2

Mapping signed to unsigned integers bijectively can be done using common techniques like Two's complement. Unfortunately, they fail to map small negative integers to small numbers. For compression algorithms, we often want to preserve the absolute value of numbers as much as possible: small negative and positive numbers must be mapped to small numbers.

A popular map is r(x)= -2x-1 if x<0 and r(x) = 2x if x>=0. (A similar one is r(x) = -2x if x<=0 and 2x+1 if x>0.)

Implemented naively, this map is relatively slow. Certainly much slower than merely casting signed integers to unsigned integers (which silently applies Two's Complement).

What's the fastest way?

Daniel Lemire
  • 3,470
  • 2
  • 25
  • 23
  • x > 0 instead of x ≥ 0 right? – kennytm Aug 24 '10 at 14:47
  • 1
    I don't think it makes sense to ask a performance question without specifying some hardware (and a compiler, for solutions in C). – Steve Jessop Aug 24 '10 at 15:37
  • @KennyTM: Assuming the signed input is 2's complement, it has to be `x >= 0` (not `x > 0` as the questioner says).
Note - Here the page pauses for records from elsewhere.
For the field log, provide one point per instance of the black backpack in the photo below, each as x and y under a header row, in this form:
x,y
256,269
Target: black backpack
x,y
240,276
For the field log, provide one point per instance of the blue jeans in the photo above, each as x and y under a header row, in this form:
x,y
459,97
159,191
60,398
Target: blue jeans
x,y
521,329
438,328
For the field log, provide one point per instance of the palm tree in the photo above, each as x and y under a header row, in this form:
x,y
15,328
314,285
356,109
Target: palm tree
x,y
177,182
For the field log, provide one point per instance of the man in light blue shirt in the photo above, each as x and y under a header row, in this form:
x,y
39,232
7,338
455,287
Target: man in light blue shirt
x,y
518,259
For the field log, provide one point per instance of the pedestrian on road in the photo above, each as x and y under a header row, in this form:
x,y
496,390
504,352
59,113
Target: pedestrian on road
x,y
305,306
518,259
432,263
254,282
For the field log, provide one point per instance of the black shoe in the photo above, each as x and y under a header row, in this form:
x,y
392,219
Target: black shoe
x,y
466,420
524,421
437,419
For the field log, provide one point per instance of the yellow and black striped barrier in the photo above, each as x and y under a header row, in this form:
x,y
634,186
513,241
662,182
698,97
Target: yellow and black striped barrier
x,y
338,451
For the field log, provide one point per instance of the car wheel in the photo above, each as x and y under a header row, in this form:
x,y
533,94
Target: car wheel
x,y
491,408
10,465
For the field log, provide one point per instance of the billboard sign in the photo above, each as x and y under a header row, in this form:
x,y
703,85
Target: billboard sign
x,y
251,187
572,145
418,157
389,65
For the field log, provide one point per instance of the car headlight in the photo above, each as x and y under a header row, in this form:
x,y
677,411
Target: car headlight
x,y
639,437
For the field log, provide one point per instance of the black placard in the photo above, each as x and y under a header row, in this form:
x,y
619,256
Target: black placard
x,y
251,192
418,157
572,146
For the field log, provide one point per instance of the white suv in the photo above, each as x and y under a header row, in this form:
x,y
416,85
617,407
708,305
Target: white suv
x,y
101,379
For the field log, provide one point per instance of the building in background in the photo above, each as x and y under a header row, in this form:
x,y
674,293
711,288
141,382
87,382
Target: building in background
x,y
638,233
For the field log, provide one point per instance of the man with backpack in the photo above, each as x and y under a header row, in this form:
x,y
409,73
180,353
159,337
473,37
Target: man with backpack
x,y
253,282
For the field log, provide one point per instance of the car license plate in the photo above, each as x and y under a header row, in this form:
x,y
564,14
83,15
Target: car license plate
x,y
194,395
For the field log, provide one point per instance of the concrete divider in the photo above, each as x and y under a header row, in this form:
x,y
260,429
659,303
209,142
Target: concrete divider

Otherwise, MIN_INT and 0 both map to 0, contradicting "bijection". – Steve Jessop Aug 24 '10 at 15:45

3 Answers3

3

silently applies Two's complement, yes, on most mondern platforms this is just a nop the compiler just interprets your data differently. So this is really hard to beat.

For your comparision it would be good if you'd provide some benchmarks...
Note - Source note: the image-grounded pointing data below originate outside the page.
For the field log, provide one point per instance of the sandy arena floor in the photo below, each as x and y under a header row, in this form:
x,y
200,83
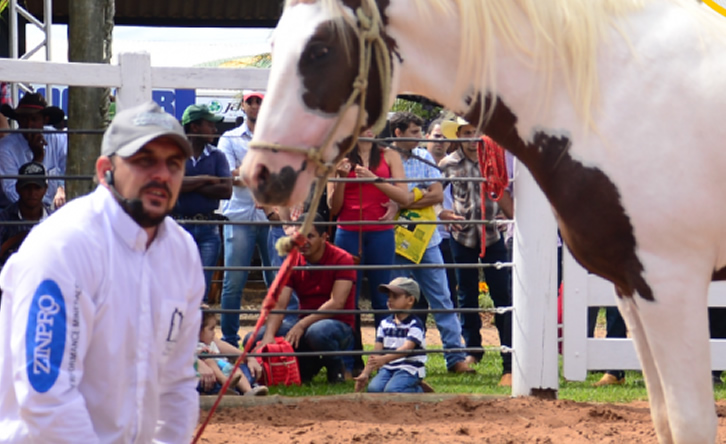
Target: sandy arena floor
x,y
364,419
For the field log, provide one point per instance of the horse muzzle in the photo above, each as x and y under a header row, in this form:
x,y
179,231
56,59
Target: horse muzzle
x,y
275,186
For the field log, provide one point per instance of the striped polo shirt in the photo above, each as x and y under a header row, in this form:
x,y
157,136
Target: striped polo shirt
x,y
393,335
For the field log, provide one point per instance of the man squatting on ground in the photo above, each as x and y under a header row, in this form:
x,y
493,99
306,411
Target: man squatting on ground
x,y
100,313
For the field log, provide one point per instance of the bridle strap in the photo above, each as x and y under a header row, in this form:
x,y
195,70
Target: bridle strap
x,y
370,41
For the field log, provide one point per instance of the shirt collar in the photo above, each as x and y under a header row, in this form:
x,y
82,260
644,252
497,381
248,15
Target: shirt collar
x,y
246,130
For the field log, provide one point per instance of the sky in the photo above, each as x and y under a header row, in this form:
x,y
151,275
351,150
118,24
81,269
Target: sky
x,y
181,47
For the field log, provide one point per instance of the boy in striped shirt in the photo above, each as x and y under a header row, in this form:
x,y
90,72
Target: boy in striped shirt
x,y
397,373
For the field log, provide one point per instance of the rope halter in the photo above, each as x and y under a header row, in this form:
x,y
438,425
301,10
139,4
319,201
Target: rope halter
x,y
370,43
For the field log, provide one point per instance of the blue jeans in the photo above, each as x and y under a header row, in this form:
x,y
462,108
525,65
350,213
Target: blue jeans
x,y
434,287
323,335
209,244
498,282
379,248
286,325
399,381
239,244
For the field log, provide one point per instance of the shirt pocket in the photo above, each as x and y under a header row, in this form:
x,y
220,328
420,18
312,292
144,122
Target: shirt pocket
x,y
171,320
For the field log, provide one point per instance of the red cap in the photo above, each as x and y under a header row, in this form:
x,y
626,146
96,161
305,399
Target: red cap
x,y
259,95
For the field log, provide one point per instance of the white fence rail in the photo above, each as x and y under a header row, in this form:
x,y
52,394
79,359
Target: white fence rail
x,y
133,77
580,353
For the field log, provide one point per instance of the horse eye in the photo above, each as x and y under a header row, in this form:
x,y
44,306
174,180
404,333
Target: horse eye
x,y
318,52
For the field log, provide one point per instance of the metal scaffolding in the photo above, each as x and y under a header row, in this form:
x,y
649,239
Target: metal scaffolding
x,y
45,26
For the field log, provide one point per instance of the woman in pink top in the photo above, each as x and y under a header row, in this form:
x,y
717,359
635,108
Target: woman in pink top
x,y
369,202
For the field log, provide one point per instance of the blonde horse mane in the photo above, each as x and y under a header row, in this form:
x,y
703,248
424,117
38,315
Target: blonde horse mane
x,y
566,34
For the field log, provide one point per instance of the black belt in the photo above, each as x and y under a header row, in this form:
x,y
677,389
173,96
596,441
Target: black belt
x,y
199,216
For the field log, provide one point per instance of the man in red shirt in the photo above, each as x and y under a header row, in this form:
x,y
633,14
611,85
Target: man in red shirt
x,y
318,290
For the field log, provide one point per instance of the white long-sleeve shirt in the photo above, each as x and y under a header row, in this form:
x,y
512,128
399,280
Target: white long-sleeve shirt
x,y
97,332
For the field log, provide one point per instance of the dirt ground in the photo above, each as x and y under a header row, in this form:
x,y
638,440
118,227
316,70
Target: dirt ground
x,y
364,419
429,418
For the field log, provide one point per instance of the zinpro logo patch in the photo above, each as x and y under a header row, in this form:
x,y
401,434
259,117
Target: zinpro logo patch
x,y
45,337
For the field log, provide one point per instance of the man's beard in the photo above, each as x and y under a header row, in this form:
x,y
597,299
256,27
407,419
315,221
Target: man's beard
x,y
135,208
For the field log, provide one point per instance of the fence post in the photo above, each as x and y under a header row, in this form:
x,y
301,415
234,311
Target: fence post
x,y
534,282
135,80
574,318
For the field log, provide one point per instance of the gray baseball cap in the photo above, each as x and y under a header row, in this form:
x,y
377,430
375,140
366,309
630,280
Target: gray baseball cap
x,y
134,127
402,285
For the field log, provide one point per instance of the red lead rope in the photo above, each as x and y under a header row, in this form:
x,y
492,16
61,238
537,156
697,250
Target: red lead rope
x,y
273,294
493,168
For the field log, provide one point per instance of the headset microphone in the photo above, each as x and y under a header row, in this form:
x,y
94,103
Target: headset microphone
x,y
135,207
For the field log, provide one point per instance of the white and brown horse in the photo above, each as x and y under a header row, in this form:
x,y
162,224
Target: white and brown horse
x,y
615,106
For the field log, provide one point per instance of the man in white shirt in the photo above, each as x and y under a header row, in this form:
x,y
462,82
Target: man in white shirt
x,y
100,313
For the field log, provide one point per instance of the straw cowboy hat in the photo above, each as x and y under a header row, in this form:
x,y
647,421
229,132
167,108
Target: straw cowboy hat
x,y
33,103
450,127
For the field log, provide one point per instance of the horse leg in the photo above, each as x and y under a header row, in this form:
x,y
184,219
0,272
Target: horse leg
x,y
671,334
656,396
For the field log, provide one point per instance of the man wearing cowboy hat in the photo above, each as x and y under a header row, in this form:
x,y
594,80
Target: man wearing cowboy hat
x,y
466,243
50,149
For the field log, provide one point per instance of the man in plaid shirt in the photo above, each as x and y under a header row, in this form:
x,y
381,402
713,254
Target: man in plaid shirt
x,y
418,163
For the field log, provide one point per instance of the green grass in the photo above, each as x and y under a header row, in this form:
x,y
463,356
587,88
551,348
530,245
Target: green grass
x,y
485,382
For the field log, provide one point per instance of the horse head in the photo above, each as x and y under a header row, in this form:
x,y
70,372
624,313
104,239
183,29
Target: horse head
x,y
315,90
If I am not mistaken 2 * abs(x) + signbit can be done with a cyclic left shift of the bits. So if your platform has such an instruction, this should be easy to implement with inline assembler and should result in just one instruction at the end.

Edit: I was mistaken, this simple thing would only work with sign and value representation of negative numbers.
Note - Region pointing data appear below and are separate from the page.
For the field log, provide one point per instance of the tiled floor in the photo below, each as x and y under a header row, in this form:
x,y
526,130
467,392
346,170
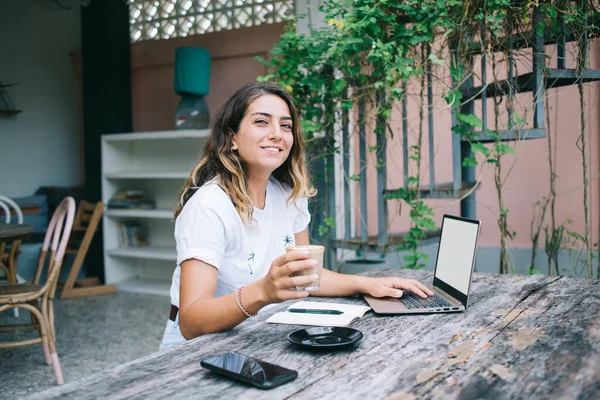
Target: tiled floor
x,y
93,334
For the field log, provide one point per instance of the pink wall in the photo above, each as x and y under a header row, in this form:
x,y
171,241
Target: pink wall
x,y
232,65
232,52
527,183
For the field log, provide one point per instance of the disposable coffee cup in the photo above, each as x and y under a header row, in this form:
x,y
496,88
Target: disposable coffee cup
x,y
316,253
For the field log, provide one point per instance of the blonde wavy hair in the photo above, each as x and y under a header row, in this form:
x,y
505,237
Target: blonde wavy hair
x,y
220,161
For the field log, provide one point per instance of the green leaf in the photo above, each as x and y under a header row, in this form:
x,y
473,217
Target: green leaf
x,y
470,119
435,60
470,161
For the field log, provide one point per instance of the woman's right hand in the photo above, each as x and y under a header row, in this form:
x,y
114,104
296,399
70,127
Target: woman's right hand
x,y
277,285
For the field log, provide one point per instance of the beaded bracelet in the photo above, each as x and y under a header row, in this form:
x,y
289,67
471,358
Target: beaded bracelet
x,y
238,299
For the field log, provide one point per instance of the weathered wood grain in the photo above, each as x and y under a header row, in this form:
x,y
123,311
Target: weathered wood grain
x,y
522,337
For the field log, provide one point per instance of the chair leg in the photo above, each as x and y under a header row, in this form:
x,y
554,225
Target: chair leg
x,y
60,380
48,315
47,354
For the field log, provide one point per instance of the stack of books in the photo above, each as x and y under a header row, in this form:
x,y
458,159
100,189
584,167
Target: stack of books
x,y
133,234
125,199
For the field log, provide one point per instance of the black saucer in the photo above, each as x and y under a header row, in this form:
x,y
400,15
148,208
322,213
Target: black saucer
x,y
325,338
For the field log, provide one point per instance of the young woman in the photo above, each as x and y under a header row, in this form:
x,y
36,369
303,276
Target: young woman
x,y
244,202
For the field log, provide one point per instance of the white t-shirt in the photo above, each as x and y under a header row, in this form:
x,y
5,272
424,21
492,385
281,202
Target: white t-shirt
x,y
210,229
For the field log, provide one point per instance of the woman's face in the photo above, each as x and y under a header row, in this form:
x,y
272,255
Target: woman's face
x,y
265,137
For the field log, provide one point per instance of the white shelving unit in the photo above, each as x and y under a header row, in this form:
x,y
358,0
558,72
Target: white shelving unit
x,y
157,163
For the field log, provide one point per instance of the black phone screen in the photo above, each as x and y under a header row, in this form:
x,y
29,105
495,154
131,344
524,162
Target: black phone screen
x,y
248,369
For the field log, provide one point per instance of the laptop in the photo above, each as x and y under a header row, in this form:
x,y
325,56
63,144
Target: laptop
x,y
452,277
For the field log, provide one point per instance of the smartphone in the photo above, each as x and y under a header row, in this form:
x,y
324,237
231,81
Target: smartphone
x,y
249,370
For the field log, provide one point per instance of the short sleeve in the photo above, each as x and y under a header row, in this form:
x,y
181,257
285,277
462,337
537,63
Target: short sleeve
x,y
303,215
200,234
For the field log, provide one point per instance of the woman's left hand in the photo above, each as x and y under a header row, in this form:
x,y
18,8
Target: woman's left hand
x,y
391,287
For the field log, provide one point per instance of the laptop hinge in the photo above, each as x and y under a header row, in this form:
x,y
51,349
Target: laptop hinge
x,y
446,296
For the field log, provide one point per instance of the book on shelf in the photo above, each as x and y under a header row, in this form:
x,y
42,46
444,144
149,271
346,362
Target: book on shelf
x,y
131,198
133,234
345,314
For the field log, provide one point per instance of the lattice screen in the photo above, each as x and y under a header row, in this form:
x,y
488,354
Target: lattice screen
x,y
163,19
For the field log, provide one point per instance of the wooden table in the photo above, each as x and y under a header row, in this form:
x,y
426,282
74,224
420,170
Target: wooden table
x,y
522,337
13,233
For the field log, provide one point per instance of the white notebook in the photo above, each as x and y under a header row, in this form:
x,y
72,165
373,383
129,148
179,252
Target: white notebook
x,y
350,314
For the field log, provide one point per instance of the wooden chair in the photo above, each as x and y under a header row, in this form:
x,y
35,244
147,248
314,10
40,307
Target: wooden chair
x,y
9,253
86,224
37,298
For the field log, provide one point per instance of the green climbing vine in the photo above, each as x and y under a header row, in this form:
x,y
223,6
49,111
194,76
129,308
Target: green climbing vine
x,y
373,49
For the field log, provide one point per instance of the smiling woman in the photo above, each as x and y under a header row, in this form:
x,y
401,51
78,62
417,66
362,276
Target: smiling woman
x,y
242,205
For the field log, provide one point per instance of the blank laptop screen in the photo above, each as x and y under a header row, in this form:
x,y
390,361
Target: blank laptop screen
x,y
456,253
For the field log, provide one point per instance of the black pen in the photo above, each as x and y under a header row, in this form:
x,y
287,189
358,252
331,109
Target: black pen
x,y
315,311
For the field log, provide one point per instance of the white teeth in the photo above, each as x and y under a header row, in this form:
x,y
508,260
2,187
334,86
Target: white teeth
x,y
272,149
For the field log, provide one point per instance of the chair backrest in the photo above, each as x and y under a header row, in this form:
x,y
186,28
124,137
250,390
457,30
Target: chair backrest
x,y
6,210
15,206
57,236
For two's complement you'd have to negate the result of the rotation if the input had been negative. Something like

inline uint64_t rotateL(uint64_t x) {
  asm ("rolq %0" : "=r" (x) : "r" (x));
  return x;
}

inline uint64_t value(uint64_t x) {
  uint64_t ret = rotateL(x);
  return (ret % UINT64_C(2))
    ? -ret
    : ret;
}

I looked into the assembler that it produced by gcc. Looks quite good, has just 5 instructions

rolq    %rax
movq    %rax, %rdx
negq    %rdx
testb   $1, %al
cmovne  %rdx, %rax
Jens Gustedt
  • 76,821
  • 6
  • 102
  • 177
  • If I'm not mistaken cyclic left shift of 0xFF produces 0xFF and that's not what Daniel wants – Maciej Hehl Aug 24 '10 at 15:59
  • @Maciej: right would only work for the `sign and magnitude` representation. I'll edit my answer. – Jens Gustedt Aug 24 '10 at 16:29
  • You don't need inline asm for rotates; compilers recognize the `x<<1 | x>>63` rotate idiom. [Best practices for circular shift (rotate) operations in C++](https://stackoverflow.com/q/776508) – Peter Cordes Apr 14 '21 at 09:40
1

If you operate on bytes lookup table must be the fastest.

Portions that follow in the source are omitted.